Successful investors all have one thing in common – they compulsively measure.
Warren Buffett has always been a supremely confident investor. Even when he was a relatively inexperienced young fund manager, he saw his main competition as the Dow Jones Industrial Average – the famous New York stock index. His one job was to grow his fund at a faster rate than the market. It wasn’t as easy as it sounded.
The key message here is: Successful investors all have one thing in common – they compulsively measure.
We all know the stress of checking your bank balance after a big weekend or stepping on the scale when trying to lose weight. For a lot of people, the anxiety of failure might be too much to handle. But to be a successful investor in the mold of Warren Buffett, you’re going to have to get over those anxieties. Careful measurement, clear-eyed analysis, and a steady hand – even when you’re down – are the only ways to succeed as an investor.
OK, time for some more Buffett-style straight talk. The difficult truth is that most people aren’t shrewd enough investors to beat the market. It was huge for Buffett to deliver returns greater than 7 percent annually. But the miracle of compound interest means that you only have to do a little better than the market to create the potential for serious financial gains.
Knowing what to measure – and then doing it properly – is the only way to know if you’re on the right track. So how do you compulsively measure? You need to monitor your investments every day, keep track of how they’re doing relative to past performance, and be patient when your chips are down. It takes energy, commitment, and honesty.
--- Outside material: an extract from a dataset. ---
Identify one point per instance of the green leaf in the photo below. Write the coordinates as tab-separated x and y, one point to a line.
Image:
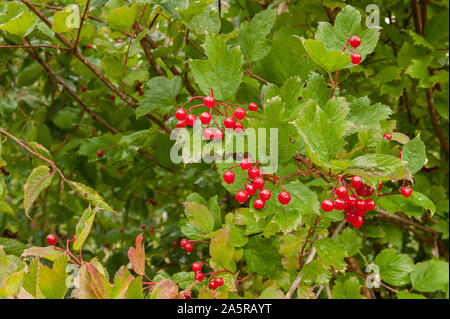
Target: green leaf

In short, you’ve got to know when to hold ‘em and when to fold ‘em.
You’re not just measuring your results against past performance, though. Each year’s results should also be measured against the market. This means if the market is down, and you’re slightly less down, this still counts as a win.
There’s good news, too. When Buffett was a young investor, doing better than the market was a lot harder than it is now. It’s easier today thanks to index funds. Pioneered in 1975, index funds combine slices of many different companies on a given stock exchange. This means their returns broadly match the gains and losses of the overall market.
Buffett advises those who don’t have the time or energy to devote to their investments to buy the index. Otherwise, compulsive measuring is the only way to determine how you’re doing.